Is it because -> operator implicitly gets the reference of the returning pointer and thus making the call as the chain calls
struct X {
int foo;
};
struct Y {
X x;
X* operator->() { return &x; }
};
struct Z {
Y y;
Y& operator->() { return y; }
};
Z z;
z->foo = 42; // Works!
z->foo = 42; This call is converted to ((z.operator()).opeartor()).operator() and thus value of foo is set to 42.
Question:- If I take this point I still have two more points,
1) why can't .(dot) operator works this way?
2) What if -> operator do not returns the reference to the class Y? Will it be a compilation error in that case?
I only understood how overloading the operator-> works, after reading this:
The expression E1->E2 is exactly equivalent to (*E1).E2 for built-in types.

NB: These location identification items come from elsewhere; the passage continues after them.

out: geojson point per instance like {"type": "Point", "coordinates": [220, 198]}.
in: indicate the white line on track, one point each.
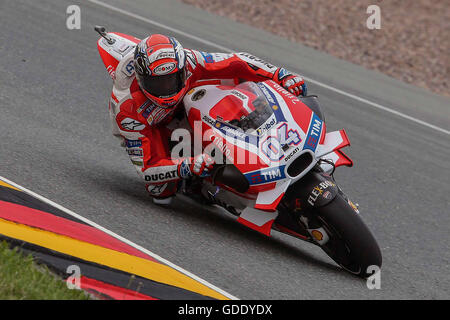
{"type": "Point", "coordinates": [136, 246]}
{"type": "Point", "coordinates": [218, 46]}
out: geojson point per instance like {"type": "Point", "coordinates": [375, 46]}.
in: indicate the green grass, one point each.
{"type": "Point", "coordinates": [22, 279]}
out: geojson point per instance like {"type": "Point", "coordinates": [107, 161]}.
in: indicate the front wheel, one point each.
{"type": "Point", "coordinates": [351, 244]}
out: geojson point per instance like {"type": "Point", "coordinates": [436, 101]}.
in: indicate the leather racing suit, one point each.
{"type": "Point", "coordinates": [144, 126]}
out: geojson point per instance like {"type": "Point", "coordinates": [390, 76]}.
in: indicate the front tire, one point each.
{"type": "Point", "coordinates": [351, 244]}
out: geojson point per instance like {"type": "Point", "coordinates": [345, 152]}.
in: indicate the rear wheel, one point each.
{"type": "Point", "coordinates": [351, 244]}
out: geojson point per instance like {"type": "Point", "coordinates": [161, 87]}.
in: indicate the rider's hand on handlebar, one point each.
{"type": "Point", "coordinates": [294, 84]}
{"type": "Point", "coordinates": [200, 165]}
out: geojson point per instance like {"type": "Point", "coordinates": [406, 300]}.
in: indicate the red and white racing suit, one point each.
{"type": "Point", "coordinates": [143, 125]}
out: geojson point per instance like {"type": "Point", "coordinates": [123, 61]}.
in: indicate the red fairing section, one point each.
{"type": "Point", "coordinates": [270, 207]}
{"type": "Point", "coordinates": [108, 60]}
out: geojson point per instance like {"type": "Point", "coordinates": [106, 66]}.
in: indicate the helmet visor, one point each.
{"type": "Point", "coordinates": [163, 86]}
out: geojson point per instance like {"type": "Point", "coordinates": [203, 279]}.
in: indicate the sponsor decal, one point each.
{"type": "Point", "coordinates": [273, 102]}
{"type": "Point", "coordinates": [138, 163]}
{"type": "Point", "coordinates": [354, 207]}
{"type": "Point", "coordinates": [273, 145]}
{"type": "Point", "coordinates": [286, 93]}
{"type": "Point", "coordinates": [217, 57]}
{"type": "Point", "coordinates": [147, 111]}
{"type": "Point", "coordinates": [290, 155]}
{"type": "Point", "coordinates": [319, 190]}
{"type": "Point", "coordinates": [208, 120]}
{"type": "Point", "coordinates": [198, 95]}
{"type": "Point", "coordinates": [239, 94]}
{"type": "Point", "coordinates": [223, 147]}
{"type": "Point", "coordinates": [133, 143]}
{"type": "Point", "coordinates": [143, 106]}
{"type": "Point", "coordinates": [314, 131]}
{"type": "Point", "coordinates": [207, 56]}
{"type": "Point", "coordinates": [164, 69]}
{"type": "Point", "coordinates": [180, 55]}
{"type": "Point", "coordinates": [162, 54]}
{"type": "Point", "coordinates": [282, 73]}
{"type": "Point", "coordinates": [162, 176]}
{"type": "Point", "coordinates": [111, 71]}
{"type": "Point", "coordinates": [256, 60]}
{"type": "Point", "coordinates": [237, 133]}
{"type": "Point", "coordinates": [266, 175]}
{"type": "Point", "coordinates": [317, 235]}
{"type": "Point", "coordinates": [266, 126]}
{"type": "Point", "coordinates": [185, 171]}
{"type": "Point", "coordinates": [129, 68]}
{"type": "Point", "coordinates": [131, 124]}
{"type": "Point", "coordinates": [138, 152]}
{"type": "Point", "coordinates": [157, 189]}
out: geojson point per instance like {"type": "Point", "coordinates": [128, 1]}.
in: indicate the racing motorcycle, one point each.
{"type": "Point", "coordinates": [278, 166]}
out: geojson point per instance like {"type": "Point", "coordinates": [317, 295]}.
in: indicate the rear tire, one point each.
{"type": "Point", "coordinates": [351, 244]}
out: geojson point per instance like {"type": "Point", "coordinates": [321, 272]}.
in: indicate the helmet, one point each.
{"type": "Point", "coordinates": [160, 64]}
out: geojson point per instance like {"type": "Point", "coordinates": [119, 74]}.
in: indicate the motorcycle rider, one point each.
{"type": "Point", "coordinates": [149, 86]}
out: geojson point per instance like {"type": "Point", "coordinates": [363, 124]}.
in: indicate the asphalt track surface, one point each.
{"type": "Point", "coordinates": [56, 140]}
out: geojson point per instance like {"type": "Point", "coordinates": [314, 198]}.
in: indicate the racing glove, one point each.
{"type": "Point", "coordinates": [200, 165]}
{"type": "Point", "coordinates": [294, 84]}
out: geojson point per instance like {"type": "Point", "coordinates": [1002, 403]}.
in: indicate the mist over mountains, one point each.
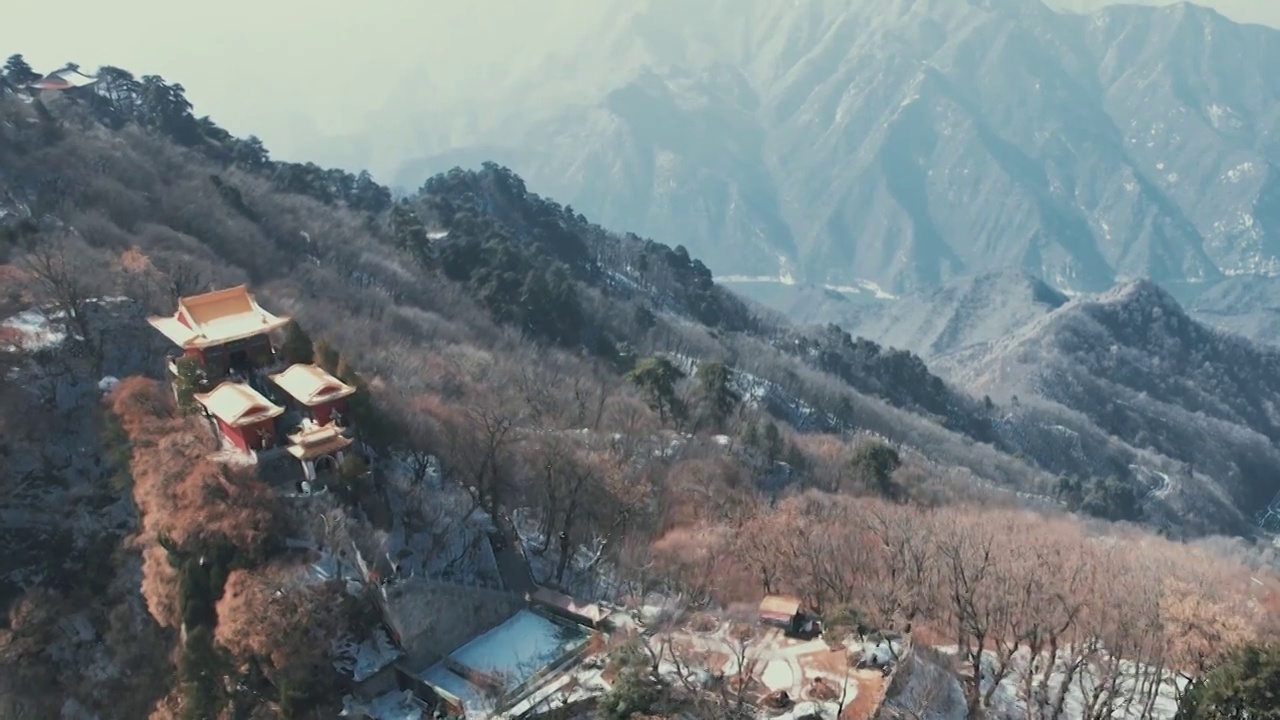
{"type": "Point", "coordinates": [897, 145]}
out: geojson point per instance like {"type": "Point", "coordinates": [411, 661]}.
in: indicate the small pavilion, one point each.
{"type": "Point", "coordinates": [243, 417]}
{"type": "Point", "coordinates": [319, 396]}
{"type": "Point", "coordinates": [316, 446]}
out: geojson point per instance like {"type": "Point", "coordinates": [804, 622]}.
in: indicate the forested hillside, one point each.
{"type": "Point", "coordinates": [899, 144]}
{"type": "Point", "coordinates": [599, 386]}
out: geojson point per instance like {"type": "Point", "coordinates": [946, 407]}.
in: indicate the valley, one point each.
{"type": "Point", "coordinates": [277, 441]}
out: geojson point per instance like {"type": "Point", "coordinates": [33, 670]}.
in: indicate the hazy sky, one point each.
{"type": "Point", "coordinates": [286, 69]}
{"type": "Point", "coordinates": [293, 71]}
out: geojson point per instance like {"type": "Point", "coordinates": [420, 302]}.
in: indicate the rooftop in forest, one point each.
{"type": "Point", "coordinates": [237, 404]}
{"type": "Point", "coordinates": [311, 384]}
{"type": "Point", "coordinates": [216, 318]}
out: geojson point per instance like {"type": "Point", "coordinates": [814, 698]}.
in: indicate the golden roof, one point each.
{"type": "Point", "coordinates": [318, 440]}
{"type": "Point", "coordinates": [780, 605]}
{"type": "Point", "coordinates": [237, 404]}
{"type": "Point", "coordinates": [310, 384]}
{"type": "Point", "coordinates": [216, 318]}
{"type": "Point", "coordinates": [311, 433]}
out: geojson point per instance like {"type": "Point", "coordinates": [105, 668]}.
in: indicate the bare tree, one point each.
{"type": "Point", "coordinates": [65, 281]}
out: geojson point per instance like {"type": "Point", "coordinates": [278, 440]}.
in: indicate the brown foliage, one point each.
{"type": "Point", "coordinates": [1005, 584]}
{"type": "Point", "coordinates": [182, 493]}
{"type": "Point", "coordinates": [260, 615]}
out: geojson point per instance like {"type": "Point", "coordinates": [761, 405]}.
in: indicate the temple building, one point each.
{"type": "Point", "coordinates": [316, 395]}
{"type": "Point", "coordinates": [225, 329]}
{"type": "Point", "coordinates": [245, 418]}
{"type": "Point", "coordinates": [65, 78]}
{"type": "Point", "coordinates": [318, 447]}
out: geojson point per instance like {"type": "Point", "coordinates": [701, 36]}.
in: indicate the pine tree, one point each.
{"type": "Point", "coordinates": [716, 383]}
{"type": "Point", "coordinates": [1246, 686]}
{"type": "Point", "coordinates": [18, 72]}
{"type": "Point", "coordinates": [188, 381]}
{"type": "Point", "coordinates": [657, 377]}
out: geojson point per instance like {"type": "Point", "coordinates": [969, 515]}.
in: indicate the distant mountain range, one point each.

If a user-defined operator-> is provided, operator-> is called again on the value that it returns, recursively, until an operator-> is reached that returns a plain pointer. After that, built-in semantics are applied to that pointer.

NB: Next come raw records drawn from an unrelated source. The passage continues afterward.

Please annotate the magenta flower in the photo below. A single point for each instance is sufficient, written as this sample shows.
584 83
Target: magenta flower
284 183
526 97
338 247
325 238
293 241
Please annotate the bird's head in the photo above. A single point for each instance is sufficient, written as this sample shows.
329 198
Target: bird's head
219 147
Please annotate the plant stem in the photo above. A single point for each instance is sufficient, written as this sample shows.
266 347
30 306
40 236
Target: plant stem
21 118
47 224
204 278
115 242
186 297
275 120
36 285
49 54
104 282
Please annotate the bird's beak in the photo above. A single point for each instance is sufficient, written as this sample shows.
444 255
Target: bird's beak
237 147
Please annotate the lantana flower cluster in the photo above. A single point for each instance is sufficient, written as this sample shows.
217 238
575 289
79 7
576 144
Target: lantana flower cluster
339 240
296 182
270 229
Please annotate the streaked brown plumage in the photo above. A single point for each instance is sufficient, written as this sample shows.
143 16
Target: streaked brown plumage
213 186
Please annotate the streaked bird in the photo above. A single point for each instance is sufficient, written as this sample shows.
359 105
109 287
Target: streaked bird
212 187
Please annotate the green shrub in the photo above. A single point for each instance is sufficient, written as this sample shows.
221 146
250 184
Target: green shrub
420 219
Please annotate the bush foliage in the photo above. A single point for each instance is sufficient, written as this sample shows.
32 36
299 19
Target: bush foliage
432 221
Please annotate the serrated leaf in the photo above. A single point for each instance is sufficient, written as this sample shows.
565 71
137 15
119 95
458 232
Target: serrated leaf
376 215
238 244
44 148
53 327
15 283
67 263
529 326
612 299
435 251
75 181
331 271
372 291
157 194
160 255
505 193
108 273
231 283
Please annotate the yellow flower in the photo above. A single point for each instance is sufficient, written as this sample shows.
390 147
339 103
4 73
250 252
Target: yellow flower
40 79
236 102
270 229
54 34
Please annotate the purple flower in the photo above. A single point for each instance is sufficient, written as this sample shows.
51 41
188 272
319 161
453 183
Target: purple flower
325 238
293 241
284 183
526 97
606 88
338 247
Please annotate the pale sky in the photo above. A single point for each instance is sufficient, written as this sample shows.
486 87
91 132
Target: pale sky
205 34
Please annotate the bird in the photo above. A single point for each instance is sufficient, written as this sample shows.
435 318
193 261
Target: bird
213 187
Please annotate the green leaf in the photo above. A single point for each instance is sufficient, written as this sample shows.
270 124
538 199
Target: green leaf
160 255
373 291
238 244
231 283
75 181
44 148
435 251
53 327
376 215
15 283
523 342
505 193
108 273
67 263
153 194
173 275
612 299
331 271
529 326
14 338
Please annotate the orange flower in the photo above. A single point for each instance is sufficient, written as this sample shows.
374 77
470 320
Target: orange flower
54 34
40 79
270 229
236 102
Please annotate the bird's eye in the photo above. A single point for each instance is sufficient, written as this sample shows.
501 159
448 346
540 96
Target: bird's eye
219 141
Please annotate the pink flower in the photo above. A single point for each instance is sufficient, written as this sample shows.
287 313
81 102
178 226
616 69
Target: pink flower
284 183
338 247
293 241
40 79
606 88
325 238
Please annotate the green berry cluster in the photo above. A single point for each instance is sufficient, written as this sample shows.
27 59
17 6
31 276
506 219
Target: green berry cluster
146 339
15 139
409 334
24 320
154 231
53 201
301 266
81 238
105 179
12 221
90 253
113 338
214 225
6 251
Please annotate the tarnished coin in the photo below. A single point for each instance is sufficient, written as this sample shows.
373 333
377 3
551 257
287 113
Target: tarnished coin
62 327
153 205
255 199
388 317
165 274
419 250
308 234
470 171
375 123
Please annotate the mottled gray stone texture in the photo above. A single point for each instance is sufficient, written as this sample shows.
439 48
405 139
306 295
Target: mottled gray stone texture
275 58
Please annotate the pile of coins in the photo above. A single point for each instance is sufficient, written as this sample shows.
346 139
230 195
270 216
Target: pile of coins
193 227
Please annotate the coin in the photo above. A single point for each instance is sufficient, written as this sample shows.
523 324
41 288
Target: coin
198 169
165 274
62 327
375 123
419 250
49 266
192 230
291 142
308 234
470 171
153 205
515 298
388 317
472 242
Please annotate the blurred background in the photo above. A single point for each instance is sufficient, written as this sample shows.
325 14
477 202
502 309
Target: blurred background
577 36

To answer your second question...lets look at your example again:
struct X { int foo; };
struct Y {
X x;
X* operator->() { return &x; } // returns pointer
};
struct Z {
Y y;
Y& operator->() { return y; } // returns reference
};
Z z;
z->foo = 42; // Works!
The call z-> evaluates to z.y. This is not a pointer, thus the recursion continues: (z.y)-> evalutates to &(z.y.x). This is a pointer, and the resulting expression is (&(z.y.x))->.
If you make Zs operator return a pointer, the recursion stops at &(z.y) but Y doesnt have a foo and the compiler will complain.